BASF and Avantium JV Aims at “Green” PEF Barrier Resin

The new joint venture will further development and licensing of Avantium production processes of precursor FDCA and PEF.

The new joint venture will further development and licensing of Avantium production processes of precursor FDCA and PEF.

 

The goal to produce a 100% biobased alternative to PET has been in the works by The Netherlands’ Avantium since late 2010. That was when the company commenced its pilot project for the production of furanics—a class of chemical building blocks used to produce innovative “green” fuels, chemicals, and renewable materials. The company’s furanics are branded as YXY, and by end of 2011, Avantium had started up a furandicarboxylic acid (FDCA) monomer pilot unit as well as a small YXY polyethylene furanoate (PEF) pilot plant (read more here).

 

Since then, Avantium has been pushing for commercial-scale production of PEF through approaches such as licensing and partnering arrangements with Coca-Cola and Alpla, in the belief that once commercial scale is achieved, PEF would compare quite favorably with reigning bottle king PET. PEF reportedly has oxygen barrier that is 10 times that of PET, along with double the water vapor and four times the CO2 barrier.

 

Its glass-transition temperature of 190.4 F is 53.6 F higher than PET, with a tensile modulus that is 1.6 times greater.
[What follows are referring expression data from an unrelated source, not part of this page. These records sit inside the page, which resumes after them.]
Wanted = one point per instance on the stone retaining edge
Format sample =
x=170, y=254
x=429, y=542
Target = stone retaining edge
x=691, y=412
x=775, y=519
The thinking is that even though PEF has about a 5% higher density than PET, it could make lighter bottles by thin-walling and/or eliminating barrier layers.

 

Enter BASF, which last week announced that it is forming a joint venture with Avantium for the production and marketing of the “green FDCA building block, as well as marketing of PEF.” The new venture will use Avantium’s YXY process for the production of FDCA. The partners intend to further develop the process and to construct a reference plant for the production of FDCA with annual capacity of about 110-million lb/yr at BASF’s Verbund site in Antwerp, Belgium.

 

The ultimate aim is to build up world-leading positions in FDCA and PEF, and subsequently license the technology for industrial-scale application. Because of its excellent barrier properties, high mechanical strength, and recyclability, PEF is viewed as highly suitable for the production of certain food and beverage packaging, including films and bottles. “Partnering with the number one chemical company in the world, provide use with access to the capabilities that are required to bring this technology to industrialization, said Tom van Aken, Avantium’s CEO.